La part de logements occupés par leur propriétaire indique en creux le volume du parc locatif privé concerné, et les données de Le Vast le montrent nettement. On relève 321 habitants, 143 résidences principales recensées, 2.24 personne(s) par logement, en zone climatique H1a. Ces valeurs ne décident d'aucun projet à elles seules, mais elles fixent l'ordre de grandeur dans lequel un chiffrage à Le Vast est crédible.
La lecture du parc complète l'analyse : environ 120 logements occupés par leur propriétaire, un bassin de travaux structuré autour de CA du Cotentin, 231 diagnostics publiés pour 1 000 résidences principales. Ce volume ne préjuge d'aucune éligibilité individuelle : il indique seulement où se concentrent, à Le Vast, les situations où le scénario décrit sur cette page a le plus de chances d'être pertinent.

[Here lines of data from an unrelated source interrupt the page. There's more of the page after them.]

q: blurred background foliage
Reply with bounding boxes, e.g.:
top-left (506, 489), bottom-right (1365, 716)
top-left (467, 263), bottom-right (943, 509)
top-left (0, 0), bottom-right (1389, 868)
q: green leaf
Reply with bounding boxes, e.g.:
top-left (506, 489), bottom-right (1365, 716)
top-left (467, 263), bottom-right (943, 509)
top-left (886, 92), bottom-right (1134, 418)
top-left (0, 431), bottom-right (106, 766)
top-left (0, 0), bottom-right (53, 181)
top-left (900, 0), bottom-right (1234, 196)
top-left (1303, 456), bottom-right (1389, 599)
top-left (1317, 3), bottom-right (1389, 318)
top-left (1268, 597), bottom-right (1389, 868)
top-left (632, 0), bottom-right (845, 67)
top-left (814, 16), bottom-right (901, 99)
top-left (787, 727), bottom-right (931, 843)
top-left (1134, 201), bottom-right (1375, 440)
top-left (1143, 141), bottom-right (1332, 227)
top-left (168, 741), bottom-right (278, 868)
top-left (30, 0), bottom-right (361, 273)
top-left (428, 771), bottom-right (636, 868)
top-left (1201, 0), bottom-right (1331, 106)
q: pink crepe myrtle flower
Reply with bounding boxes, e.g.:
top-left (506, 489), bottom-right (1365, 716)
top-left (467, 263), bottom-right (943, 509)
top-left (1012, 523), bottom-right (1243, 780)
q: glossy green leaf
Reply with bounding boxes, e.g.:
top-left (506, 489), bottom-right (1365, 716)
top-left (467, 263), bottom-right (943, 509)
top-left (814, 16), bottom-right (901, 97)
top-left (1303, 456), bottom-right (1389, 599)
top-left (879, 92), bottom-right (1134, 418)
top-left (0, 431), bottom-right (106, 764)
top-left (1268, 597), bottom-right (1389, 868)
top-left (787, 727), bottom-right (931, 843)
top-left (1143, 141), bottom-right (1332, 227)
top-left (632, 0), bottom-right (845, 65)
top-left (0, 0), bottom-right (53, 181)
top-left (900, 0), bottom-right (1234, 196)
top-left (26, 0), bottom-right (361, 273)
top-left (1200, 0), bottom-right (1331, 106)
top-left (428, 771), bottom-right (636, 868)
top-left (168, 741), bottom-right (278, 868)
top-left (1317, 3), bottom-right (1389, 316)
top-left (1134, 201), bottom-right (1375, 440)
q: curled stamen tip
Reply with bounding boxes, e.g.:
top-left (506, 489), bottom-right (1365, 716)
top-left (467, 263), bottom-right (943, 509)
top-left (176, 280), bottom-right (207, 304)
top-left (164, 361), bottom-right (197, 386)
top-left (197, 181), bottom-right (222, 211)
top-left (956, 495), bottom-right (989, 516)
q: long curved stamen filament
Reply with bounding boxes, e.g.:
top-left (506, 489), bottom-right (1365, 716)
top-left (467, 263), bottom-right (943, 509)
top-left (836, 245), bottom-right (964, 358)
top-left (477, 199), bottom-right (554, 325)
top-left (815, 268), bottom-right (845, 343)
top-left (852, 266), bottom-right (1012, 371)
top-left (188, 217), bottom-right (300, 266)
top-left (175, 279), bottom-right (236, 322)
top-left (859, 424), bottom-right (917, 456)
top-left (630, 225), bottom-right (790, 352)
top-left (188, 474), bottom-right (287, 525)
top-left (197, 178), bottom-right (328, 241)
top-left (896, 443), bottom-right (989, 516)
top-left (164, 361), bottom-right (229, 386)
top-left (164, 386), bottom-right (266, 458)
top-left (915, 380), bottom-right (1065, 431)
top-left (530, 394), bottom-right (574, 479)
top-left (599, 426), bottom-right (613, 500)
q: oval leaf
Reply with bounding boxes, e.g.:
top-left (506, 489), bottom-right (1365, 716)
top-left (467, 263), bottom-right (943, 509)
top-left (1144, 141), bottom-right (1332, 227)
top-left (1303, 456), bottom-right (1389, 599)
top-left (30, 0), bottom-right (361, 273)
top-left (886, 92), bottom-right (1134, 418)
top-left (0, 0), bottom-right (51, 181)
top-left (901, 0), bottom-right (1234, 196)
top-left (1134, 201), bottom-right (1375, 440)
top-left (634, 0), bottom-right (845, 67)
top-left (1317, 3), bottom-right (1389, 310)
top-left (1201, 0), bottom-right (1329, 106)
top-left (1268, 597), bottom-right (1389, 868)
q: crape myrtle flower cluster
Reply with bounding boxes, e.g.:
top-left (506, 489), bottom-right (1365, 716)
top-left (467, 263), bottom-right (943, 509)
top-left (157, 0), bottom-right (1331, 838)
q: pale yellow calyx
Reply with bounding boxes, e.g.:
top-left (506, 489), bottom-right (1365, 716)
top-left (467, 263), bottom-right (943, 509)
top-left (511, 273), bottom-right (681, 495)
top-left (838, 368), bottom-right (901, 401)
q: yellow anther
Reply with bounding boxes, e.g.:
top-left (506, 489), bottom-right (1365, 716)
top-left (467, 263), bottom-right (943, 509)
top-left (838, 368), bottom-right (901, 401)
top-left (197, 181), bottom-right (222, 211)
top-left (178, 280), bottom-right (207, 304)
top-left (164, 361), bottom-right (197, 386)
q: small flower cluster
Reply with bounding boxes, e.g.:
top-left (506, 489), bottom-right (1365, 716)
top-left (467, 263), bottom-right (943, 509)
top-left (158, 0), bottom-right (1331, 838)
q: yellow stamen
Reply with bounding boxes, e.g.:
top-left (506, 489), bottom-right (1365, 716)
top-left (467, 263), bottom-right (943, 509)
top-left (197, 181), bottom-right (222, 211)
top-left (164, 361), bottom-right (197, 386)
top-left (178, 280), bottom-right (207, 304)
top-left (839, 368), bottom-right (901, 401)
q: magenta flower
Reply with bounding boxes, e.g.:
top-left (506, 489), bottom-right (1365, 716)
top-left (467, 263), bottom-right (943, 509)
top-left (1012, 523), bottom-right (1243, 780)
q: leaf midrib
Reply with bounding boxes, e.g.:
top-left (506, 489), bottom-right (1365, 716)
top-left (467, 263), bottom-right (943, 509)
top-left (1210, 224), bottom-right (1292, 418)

En cas de contrôle sur site à Le Vast : la mention de les critères de décence et un engagement de loyer maîtrisé sur le devis, la qualification RGE de un opérateur agréé par l'Anah, et le constat de décence après travaux. Un dossier complet sécurise jusqu'à 32 000 € d'aide ; un dossier incomplet suspend le versement jusqu'à régularisation.
Combien de logement du parc locatif exactement ? À Le Vast, le logement de référence de 110 m² situé en zone H1a en compte environ 1 pour la remise à niveau d'un logement mis en location. La dépense attendue s'établit dès lors entre 22 000 € et 45 000 € TTC (22 000–45 000 € l'unité), pour une assiette éligible plafonnée à 40 000 € HT.
Le solde se finance : à Le Vast, le reste à charge du cas type le plus aidé s'établit à 6 000 € après aide ANAH et prise en charge de l'accompagnement jusqu'à 2 000 €. Étalé en éco-prêt sur quinze ans, cela représente environ 35 € par mois, quand le logement loué contribue déjà à 1 620 € d'économie annuelle attendue.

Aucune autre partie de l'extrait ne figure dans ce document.